Thrombin-induced reversible phosphorylation of MYPT, irreversible phosphorylation of LIMK-1, but reversible dephosphorylation of cofilin during platelet aggregation and secretion: LIMK-1 phosphorylation and changes of cofilin phosphorylation are independent of integrin α_IIbβ₃ engagement. Platelet suspensions were not treated (stirring [▪] and nonstirring [▵] conditions) or treated with RGDS (0.5 mM; □) for 2 minutes before stimulation with thrombin (0.5 U/mL). (A) Thrombin-induced MYPT phosphorylation. Platelet lysates were immunoblotted with anti–phospho-Thr696-MYPT antibody. (Left) Graphic representation of results. (Right) Representative immunoblot of MYPT phosphorylation. (B) Thrombin-induced LIMK-1 phosphorylation. Platelet lysates were immunoblotted with anti–phospho-LIMK-1/LIMK-2 (Thr508/505) antibody. (Left) Graphic representation. (Right) Representative immunoblots. (C) Cofilin dephosphorylation and rephosphorylation during thrombin-induced secretion/aggregation. Platelet lysates were immunoblotted with anti–phospho-cofilin antibody. (Left) Graphic representation of results. (Right) Representative immunoblots for cofilin phosphorylation. Values are mean + SD or mean – SD of 3 independent experiments.

Figure 6.

Inhibition of MYPT phosphorylation, LIMK-1 phosphorylation, LIMK-1 activity, and cofilin rephosphorylation by the Rho kinase inhibitor Y-27632 during thrombin-stimulated aggregation/secretion. Platelet samples stimulated by thrombin (0.5 U/mL) in the absence or presence of the Rho kinase inhibitor Y-27632 (20 μM) were immunoblotted with anti–phospho-MYPT, anti–phospho-LIMK-1/LIMK-2 (Thr508/505), and anti–phospho-cofilin antibodies. (A) Representative immunoblots showing concomitant inhibition of MYPT and LIMK-1 phosphorylation by Y-27632. (B) Immunoblot and graphic representation of the results of cofilin phosphorylation after thrombin stimulation of platelets in the absence (□) or presence of Y-27632 (▪). Values are mean + SD for 3 independent experiments. (C) LIMK-1 phosphorylation parallels LIMK-1 activity in thrombin-stimulated platelets.
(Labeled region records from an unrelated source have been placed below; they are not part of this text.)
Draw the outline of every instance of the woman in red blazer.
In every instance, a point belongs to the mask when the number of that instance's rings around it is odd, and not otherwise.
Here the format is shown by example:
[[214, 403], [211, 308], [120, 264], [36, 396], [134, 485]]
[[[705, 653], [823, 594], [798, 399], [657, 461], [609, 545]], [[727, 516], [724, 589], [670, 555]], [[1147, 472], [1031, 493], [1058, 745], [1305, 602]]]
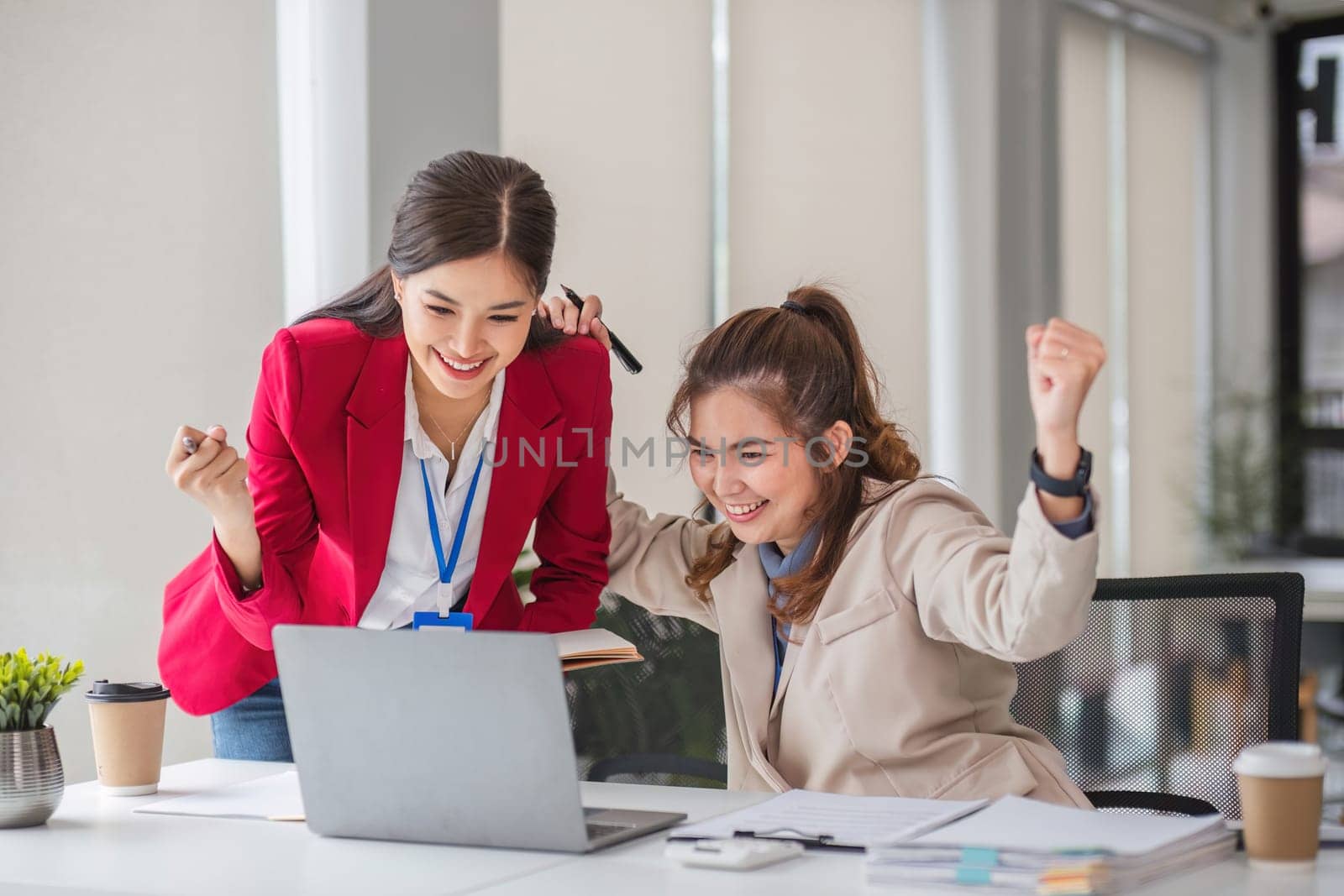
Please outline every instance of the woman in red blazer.
[[[431, 163], [398, 206], [390, 263], [267, 347], [246, 459], [222, 427], [179, 430], [168, 474], [215, 537], [168, 583], [159, 668], [183, 709], [212, 713], [216, 755], [289, 758], [277, 623], [388, 629], [452, 609], [478, 629], [591, 625], [612, 383], [597, 341], [535, 316], [554, 242], [527, 165]], [[524, 606], [511, 572], [534, 521]]]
Inhibition by Y-27632. Platelets were preincubated with Y-27632 (20 μM) or solvent for 30 minutes and stimulated with thrombin in the presence of RGDS. LIMK-1 from resting and activated platelets (120 seconds) was immunoprecipitated. (Top) LIMK-1 immunoprecipitates (LIMK-1 IP) were blotted with anti–LIMK-1 antibody and anti–phospho-LIMK-1/LIMK-2 (Thr508/505) antibody. (Bottom) Immunoprecipitates were assayed for LIMK-1 activity using His-cofilin as substrate. Cofilin phosphorylation was measured by blotting the samples with anti–phospho-cofilin antibodies.

Figure 7.

F-actin increase and association of cofilin with F-actin during thrombin-induced secretion: effect of Y-27632. Platelets treated with H₂O (□) or Y-27632 (▪) were stimulated with thrombin (0.5 U/mL) in the presence of the integrin α_IIbβ₃ blocker RGDS (0.5 mM) and lysed with 1% Triton X-100 for isolation of F-actin. F-actin and cofilin associated with F-actin (percentage of total) were measured. (A) F-actin content, bar diagram. (B) Cofilin association with F-actin. (Top) Representative immunoblots. (Bottom) bar diagram (C) Bar diagram showing the ratio of F-actin–associated cofilin to F-actin. Values are the mean + SD for 4 independent experiments. *Statistically significant; P < .05 with respect to nonstimulated samples at 0 seconds. †Significance between control (□) and Y-27632 (▪)–treated platelets.